Comment 12 for bug 1837055

Revision history for this message
Matt Peters (mpeters-wrs) wrote :

Further details of the investigation as to why changing the TCP keepalive parameters of the container was not sufficient.

When the cluster networking is used, and a swact occurs, the TCP connection to the kube-apiserver remains active because the NATed connection is not able to route the packets to the new kube-apiserver endpoint on the other controller. The socket is therefore open, but not able to communicate with the far-end, which means the socket must timeout before being cleaned up. With host networking, the packets are routed to the new destination which results in an immediate TCP reset being sent which closes the connection immediately.
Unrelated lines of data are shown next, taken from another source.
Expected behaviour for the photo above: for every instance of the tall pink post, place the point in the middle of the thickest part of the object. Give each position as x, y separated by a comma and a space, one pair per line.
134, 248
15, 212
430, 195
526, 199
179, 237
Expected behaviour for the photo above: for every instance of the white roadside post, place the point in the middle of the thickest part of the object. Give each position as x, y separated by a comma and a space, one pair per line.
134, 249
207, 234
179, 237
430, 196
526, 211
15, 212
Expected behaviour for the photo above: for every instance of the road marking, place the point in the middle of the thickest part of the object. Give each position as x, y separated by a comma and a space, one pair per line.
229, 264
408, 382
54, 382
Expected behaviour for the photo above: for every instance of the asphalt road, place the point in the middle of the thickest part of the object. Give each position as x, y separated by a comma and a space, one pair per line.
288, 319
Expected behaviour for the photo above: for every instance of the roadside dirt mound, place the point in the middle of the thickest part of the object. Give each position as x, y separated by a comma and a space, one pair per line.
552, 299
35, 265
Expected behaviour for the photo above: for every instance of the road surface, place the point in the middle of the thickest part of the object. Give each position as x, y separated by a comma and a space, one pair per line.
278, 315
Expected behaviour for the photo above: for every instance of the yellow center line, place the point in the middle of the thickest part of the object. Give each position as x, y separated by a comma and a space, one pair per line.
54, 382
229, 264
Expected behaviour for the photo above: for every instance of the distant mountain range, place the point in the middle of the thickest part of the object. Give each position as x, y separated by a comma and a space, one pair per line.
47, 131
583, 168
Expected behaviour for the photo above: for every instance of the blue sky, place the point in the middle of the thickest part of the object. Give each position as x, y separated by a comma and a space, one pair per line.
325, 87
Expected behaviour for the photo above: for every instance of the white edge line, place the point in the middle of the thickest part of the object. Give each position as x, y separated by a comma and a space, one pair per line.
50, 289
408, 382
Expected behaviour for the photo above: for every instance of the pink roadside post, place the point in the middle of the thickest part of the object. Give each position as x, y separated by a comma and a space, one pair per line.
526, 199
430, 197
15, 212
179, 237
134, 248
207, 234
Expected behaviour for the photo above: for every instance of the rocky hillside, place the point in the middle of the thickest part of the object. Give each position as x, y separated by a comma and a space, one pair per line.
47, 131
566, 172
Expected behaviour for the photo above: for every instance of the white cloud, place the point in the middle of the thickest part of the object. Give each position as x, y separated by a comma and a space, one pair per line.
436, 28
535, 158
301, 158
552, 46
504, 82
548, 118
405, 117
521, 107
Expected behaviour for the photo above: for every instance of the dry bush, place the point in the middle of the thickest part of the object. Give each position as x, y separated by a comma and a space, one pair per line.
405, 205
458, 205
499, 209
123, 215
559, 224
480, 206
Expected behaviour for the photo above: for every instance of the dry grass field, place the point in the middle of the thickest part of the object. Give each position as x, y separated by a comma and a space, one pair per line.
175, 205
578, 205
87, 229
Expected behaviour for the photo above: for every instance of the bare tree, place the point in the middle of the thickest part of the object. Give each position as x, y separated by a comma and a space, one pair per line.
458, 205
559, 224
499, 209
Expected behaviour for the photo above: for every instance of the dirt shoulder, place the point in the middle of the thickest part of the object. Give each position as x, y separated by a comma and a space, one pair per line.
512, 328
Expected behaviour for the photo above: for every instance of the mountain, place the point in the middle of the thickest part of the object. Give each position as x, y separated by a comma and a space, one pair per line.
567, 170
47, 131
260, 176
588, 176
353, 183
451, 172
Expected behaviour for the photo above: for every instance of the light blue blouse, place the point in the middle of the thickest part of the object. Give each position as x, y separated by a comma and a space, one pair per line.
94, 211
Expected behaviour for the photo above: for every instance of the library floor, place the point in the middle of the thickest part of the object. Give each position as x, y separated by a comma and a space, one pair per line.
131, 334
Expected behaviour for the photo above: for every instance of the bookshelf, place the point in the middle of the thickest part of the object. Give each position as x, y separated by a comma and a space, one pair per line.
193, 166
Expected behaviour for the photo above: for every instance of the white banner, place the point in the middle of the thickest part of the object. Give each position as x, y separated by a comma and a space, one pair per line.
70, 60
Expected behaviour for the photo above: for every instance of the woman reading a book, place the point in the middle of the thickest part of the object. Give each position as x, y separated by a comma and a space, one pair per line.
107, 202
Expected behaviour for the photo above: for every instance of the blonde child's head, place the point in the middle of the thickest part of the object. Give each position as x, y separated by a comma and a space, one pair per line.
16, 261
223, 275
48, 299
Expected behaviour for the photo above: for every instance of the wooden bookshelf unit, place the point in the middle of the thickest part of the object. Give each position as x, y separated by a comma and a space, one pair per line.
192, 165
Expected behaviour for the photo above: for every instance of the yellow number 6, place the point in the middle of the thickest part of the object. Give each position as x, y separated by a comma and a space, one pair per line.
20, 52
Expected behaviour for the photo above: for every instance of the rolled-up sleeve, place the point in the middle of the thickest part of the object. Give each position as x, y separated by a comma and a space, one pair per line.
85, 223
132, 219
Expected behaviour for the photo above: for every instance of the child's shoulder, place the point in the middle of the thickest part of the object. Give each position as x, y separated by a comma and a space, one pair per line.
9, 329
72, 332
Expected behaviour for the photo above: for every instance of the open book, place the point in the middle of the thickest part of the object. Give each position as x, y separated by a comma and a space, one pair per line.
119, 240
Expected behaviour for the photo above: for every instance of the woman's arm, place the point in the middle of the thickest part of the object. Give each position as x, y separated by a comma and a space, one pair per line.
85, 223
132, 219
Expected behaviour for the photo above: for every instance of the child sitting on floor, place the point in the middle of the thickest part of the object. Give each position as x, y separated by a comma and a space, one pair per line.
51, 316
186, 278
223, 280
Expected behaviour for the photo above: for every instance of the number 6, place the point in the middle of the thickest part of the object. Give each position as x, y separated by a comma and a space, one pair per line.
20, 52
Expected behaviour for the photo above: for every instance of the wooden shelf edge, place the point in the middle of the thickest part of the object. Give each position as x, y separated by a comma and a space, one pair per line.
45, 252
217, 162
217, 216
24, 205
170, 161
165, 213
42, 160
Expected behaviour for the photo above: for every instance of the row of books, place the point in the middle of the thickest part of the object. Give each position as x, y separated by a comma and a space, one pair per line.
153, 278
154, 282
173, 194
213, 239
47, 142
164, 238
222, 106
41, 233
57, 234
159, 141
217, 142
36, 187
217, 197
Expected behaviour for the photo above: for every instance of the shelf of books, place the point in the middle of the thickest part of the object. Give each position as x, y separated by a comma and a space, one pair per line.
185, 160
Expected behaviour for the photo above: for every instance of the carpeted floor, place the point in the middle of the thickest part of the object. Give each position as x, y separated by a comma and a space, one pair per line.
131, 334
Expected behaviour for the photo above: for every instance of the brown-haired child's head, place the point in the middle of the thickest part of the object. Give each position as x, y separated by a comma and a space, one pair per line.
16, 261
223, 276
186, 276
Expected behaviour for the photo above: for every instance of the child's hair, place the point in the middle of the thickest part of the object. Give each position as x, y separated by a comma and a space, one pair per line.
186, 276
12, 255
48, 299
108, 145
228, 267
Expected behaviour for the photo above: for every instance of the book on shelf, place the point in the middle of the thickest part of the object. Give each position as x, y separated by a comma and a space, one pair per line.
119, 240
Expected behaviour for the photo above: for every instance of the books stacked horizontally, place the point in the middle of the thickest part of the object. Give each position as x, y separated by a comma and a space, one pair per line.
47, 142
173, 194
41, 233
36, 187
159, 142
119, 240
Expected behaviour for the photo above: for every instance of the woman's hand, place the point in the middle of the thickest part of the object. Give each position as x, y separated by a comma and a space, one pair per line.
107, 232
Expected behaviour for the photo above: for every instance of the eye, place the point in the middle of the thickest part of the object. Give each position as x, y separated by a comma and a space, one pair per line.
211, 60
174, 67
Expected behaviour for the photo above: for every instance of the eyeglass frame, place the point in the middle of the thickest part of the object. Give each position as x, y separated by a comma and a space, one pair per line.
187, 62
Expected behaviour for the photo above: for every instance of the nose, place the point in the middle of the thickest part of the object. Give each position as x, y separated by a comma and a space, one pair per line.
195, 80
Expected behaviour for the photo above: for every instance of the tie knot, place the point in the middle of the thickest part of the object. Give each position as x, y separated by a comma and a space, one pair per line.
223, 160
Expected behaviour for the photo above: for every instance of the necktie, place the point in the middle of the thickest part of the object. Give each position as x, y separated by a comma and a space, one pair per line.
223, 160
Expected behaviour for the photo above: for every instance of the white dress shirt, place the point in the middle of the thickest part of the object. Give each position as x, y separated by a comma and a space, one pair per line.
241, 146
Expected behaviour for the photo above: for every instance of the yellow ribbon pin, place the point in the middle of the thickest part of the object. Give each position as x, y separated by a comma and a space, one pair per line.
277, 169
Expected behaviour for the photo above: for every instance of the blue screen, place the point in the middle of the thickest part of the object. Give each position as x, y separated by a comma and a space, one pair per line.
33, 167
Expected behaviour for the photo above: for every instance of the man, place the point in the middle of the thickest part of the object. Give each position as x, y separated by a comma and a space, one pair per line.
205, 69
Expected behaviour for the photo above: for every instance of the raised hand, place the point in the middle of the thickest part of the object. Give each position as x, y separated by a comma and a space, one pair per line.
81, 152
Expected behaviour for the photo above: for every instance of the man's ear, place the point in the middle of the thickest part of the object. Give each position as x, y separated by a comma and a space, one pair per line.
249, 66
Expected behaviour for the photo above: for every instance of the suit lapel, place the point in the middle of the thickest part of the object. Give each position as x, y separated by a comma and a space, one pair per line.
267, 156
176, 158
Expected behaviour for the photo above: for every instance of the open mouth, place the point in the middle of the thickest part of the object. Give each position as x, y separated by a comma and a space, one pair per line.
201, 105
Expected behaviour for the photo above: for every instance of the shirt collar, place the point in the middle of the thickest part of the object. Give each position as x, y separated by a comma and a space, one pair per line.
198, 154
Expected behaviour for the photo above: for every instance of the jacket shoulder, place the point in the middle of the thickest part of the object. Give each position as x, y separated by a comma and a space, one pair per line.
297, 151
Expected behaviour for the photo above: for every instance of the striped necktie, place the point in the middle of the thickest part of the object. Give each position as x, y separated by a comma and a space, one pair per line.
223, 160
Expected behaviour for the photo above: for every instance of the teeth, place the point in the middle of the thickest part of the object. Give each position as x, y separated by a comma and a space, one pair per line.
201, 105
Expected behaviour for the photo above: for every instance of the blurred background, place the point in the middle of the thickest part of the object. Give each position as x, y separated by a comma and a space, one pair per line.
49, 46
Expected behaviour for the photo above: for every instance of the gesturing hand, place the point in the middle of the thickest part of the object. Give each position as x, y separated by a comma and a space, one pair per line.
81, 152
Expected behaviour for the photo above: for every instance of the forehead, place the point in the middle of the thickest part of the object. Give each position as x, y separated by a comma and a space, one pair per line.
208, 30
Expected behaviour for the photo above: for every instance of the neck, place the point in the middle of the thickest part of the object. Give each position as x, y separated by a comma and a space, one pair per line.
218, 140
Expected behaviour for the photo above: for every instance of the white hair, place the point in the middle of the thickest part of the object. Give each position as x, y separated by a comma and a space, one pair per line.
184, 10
The TCP keepalive timer for the tiller connection to the kube-apiserver socket is 30s, combined with the 5 probes for a total of 2.5mins. Therefore, the system settings are not being used, therefore the client side of the connection would not close the connection faster than the options set on the socket. However, it is still taking 15mins to close the connection which is based on the failed retransmit timeout that is configured by the system setting of net.ipv4.tcp_retries2=15. This timer will be activated if a request is made on the socket, overriding the keepalive timer.
Therefore, if no request is made for 2.5mins, the request will be complete successfully since the connection would have been cleaned up by the keepalive timeout. If a request is made within that 2.5mins window, the connection will remain active until the tcp_restries2 timeout.

The kube-apiserver TCP keepalive timer is set to 300s with 5 probes, so it will not be able to detect the failed connection for 15mins.

Based on the above information, it is recommended to keep the hostNetwork configuration option for the Tiller Pod since it provides the fastest socket cleanup time, re-enabling the connectivity.